Justice Department files motion for partial stay to appeals court in Mar-a-Lago documents case
The DOJ argued that classified documents seized are government property.
The Justice Department has filed a motion Friday evening with the 11th U.S. Circuit Court of Appeals for a partial stay pending appeal of Judge Aileen Cannon's order requiring a special master to review items seized at former President Donald Trump's Mar-a-Lago estate.
Cannon's order effectively froze the government's ability to use the contents of the seized records, including classified documents, as part of its criminal investigation.
Cannon rejected the Justice Department's request to allow investigators to continue reviewing classified government records it seized at Mar-a-Lago for its criminal investigation. Instead, those records must be given to a special master for review to consider claims for return of personal property and assertions of attorney-client or executive privilege.

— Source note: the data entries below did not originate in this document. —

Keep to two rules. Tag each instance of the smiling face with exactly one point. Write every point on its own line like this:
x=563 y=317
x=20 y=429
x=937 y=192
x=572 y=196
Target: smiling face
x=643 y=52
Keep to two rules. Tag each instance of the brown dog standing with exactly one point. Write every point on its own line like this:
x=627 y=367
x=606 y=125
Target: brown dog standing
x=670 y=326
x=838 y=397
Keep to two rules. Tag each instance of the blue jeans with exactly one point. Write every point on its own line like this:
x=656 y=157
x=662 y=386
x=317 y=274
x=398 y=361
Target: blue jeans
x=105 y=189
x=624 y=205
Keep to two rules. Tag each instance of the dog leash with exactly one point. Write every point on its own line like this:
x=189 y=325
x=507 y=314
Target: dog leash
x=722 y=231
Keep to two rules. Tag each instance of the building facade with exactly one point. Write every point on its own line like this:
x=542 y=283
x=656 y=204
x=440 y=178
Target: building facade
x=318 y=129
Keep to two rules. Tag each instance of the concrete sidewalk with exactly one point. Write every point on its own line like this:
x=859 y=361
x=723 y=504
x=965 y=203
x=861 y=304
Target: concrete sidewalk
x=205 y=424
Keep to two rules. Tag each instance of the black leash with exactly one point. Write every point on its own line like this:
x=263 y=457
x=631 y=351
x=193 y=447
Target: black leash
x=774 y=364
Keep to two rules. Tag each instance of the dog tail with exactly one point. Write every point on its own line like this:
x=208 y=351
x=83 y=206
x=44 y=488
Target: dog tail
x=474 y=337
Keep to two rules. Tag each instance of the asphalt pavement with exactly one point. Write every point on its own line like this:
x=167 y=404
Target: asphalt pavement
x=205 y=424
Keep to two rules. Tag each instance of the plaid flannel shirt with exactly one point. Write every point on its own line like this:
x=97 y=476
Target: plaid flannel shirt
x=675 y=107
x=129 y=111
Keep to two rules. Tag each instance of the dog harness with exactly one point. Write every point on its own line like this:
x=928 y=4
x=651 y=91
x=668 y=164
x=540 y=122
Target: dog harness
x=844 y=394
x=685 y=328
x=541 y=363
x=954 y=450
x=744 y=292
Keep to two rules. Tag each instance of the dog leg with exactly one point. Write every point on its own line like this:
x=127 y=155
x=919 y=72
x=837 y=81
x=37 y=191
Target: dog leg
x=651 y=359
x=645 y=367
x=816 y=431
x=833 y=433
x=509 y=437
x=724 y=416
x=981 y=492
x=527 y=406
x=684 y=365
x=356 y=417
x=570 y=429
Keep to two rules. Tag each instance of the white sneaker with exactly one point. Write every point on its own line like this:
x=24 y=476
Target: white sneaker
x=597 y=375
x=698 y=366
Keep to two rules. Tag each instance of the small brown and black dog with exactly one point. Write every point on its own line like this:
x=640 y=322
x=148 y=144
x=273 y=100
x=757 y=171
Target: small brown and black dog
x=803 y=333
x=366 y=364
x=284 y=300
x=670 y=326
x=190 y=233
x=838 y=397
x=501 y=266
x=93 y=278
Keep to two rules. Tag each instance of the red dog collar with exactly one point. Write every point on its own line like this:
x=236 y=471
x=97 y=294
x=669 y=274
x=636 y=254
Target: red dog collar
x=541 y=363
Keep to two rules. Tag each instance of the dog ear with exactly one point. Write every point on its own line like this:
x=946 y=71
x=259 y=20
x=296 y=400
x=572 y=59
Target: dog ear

The Justice Department is asking the appeals court to issue a partial stay of Cannon's order to permit it to continue to work with those classified records and not disclose them for a special-master review process.
The government argued that classified documents seized at the Florida resort are government property to which Trump could make no claim and should not be subject to review by a special master.
The Department of Justice also notes in its motion that the plaintiff, Trump, "has never even attempted to make or substantiate any assertion of executive privilege."
"The district court has entered an unprecedented order enjoining the Executive Branch's use of its own highly classified records in a criminal investigation with direct implications for national security," the motion states.
The government's motion warns that the "district court's order irreparably harms the government and the public" by interfering with the government's response to the national-security risks arising from the mishandling and possible disclosure of records bearing classification markings, impairing it's criminal investigation into, and by forcing the government to disclose highly sensitive materials as part of the special master review.
Cannon's prohibition on using the contents of the seized records, the government argues, limits the FBI's ability to identify missing records that could be related to empty folders with classified markings allegedly found by investigators at Mar-a-Lago.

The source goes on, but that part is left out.